New York has always been a city of division. Manhattan versus the “outer” boroughs. The boroughs versus one another. The governor versus the mayor. The NIMBYs versus the YIMBYs. The Yankees versus the Mets. New York natives versus transplants.
In the last few years a spate of big-name, New York City-born restaurants have opened locations in other locales: Carbone Miami, Roberta’s Los Angeles, Emmy Squared Nashville. Sometimes with varying success: My colleague Christina Morales reported in February on the rejection of the Manhattan-based Café Habana by Miami residents.
But today I’m focusing on the reverse — restaurants from other cities and countries opening in our own incredibly expensive backyard. CookNSolo, the Philadelphia restaurant group behind Zahav, Dizengoff, Abe Fisher and Federal Donuts, plans to open a branch of the perpetually booked restaurant Laser Wolf at the Hoxton Hotel in Williamsburg. (Reservations open on April 13, and I recommend tackling their feast-centric menu with, at the very least, a party of four. My colleague Florence Fabricant will have more in her “Off the Menu” column once the restaurant opens.) I personally nominated Laser Wolf to The Times’s 2021 list of most outstanding restaurants, so from where I stand, this is a boon for our dining scene.
A Taste of Home, Away From Home
There are two approaches when bringing a restaurant to New York City. One is to serve a taste of home to a homesick crowd. That’s why the 2009 arrival of the popular Filipino fast food chain Jollibee and its fried chicken in Woodside, Queens, was an event worth standing in a snowstorm for. The same ethos goes for Tim Ho Wan (East Village and Hell’s Kitchen), a Cantonese dim sum chain that attracts college students and others looking for familiar tastes of Hong Kong. Try the barbecued pork buns and the smoky pan-fried turnip cakes with dried shrimp.

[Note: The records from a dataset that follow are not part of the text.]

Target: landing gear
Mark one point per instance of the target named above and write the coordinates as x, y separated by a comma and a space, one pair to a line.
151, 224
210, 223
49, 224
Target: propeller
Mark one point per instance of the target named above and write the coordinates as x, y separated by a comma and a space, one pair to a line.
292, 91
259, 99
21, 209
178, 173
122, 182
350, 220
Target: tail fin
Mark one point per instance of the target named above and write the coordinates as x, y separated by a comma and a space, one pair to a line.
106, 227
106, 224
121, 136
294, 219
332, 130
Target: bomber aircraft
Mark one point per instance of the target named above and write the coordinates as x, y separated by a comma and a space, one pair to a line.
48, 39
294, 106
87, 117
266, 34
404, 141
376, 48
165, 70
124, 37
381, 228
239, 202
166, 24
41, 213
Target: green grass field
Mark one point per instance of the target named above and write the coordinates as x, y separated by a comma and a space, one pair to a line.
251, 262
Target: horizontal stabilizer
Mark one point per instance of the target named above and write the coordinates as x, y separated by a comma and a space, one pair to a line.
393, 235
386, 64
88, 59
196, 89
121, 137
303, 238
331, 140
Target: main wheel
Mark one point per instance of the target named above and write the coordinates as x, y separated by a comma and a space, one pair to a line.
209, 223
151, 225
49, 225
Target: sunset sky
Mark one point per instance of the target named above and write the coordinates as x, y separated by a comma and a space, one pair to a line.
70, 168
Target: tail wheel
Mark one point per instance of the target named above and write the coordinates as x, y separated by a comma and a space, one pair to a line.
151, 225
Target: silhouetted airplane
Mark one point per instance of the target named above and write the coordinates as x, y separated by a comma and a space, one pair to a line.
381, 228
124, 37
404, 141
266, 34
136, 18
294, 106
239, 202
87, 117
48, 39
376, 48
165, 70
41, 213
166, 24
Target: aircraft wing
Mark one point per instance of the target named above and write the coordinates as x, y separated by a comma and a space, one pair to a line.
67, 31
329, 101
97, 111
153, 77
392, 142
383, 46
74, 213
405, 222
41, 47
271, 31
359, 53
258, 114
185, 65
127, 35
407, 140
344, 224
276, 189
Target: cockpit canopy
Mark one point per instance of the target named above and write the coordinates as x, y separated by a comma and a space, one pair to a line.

There’s also the arrival of the beloved Puerto Rico-based chocolate company and restaurant Chocobar Cortés NYC in Mott Haven in the Bronx, where I recently learned that chocolate does, in fact, belong on a grilled cheese sandwich, though I was particularly taken with the chalupitas de mofongo — essentially tacos served in crispy smashed plantain shells. And the Guyanese restaurant German’s Soup in Crown Heights, which specializes in a rich cow heel soup, also serves Caribbean staples like roti, curries and barbecue chicken.
With Love, From L.A., Las Vegas, Chicago, New Jersey, Miami and Ohio
Then there’s the second approach: “Well, we’re beloved in [insert city], so let’s try our hand in New York!” Think: Au Cheval in TriBeCa, which drew hourslong waits for its burgers in Chicago; Kumi, the pricey Japanese restaurant that arrived in Midtown in March by way of the Mandalay Bay hotel in Las Vegas; and the Los Angeles transplant Breakfast by Salt’s Cure in the West Village, which specializes in oatmeal griddle cakes (including gluten-free versions) and diner-style breakfast.
Also from Los Angeles: Katsuya, the high-end sushi chain and celebrity hangout from the restaurateur Sam Nazarian, which opened a new 400-seat location in the Manhattan West development in March. On Staten Island, Wasabi Steak and Sushi, a popular hibachi chain from Ohio, is close enough to the ferry landing in St. George for a postwork dinner, and the New Jersey-based Ani Ramen House chain has popped up at Brookfield Place in Battery Park City.
Restaurants from elsewhere — just like people — will always want to break in and establish themselves. And to their eternal credit, New Yorkers will try just about anything once. We’re a curious bunch! Let Nusr-Et Steakhouse of #saltbae fame forever be proof of this.
In Other News …
Tune in this Friday, April 8, to the Where to Eat virtual event featuring a conversation about the state of restaurants with Priya Krishna and an interview with the comedian and late night host Desus Nice about how he eats in New York City.
At Mena, Pete Wells writes, the chef Victoria Blamey has finally been set free from the confines of cooking upscale bar food and is serving a stunningly original tasting menu that puts some other restaurants in the genre to shame.
Openings and closings: The Lambs Club will reopen in the Theater District next week under the chef Michael White (formerly of Marea and Ai Fiori); a townhouse in Clinton Hill has become Place des Fêtes, a more casual restaurant from the team behind the Michelin-starred Oxalis; and Forlini’s, the Italian American restaurant that became an unlikely hot spot late in life, has closed.
Should you find yourself in Paris any time soon, you might want to spend an evening at Bambino, “a buzzy restaurant on Rue Saint-Sébastien in Paris’s 11th arrondissement,” writes Monica Mendal in T Magazine. The kitchen closes at 11 p.m., but you can dance until the wee hours of the morning.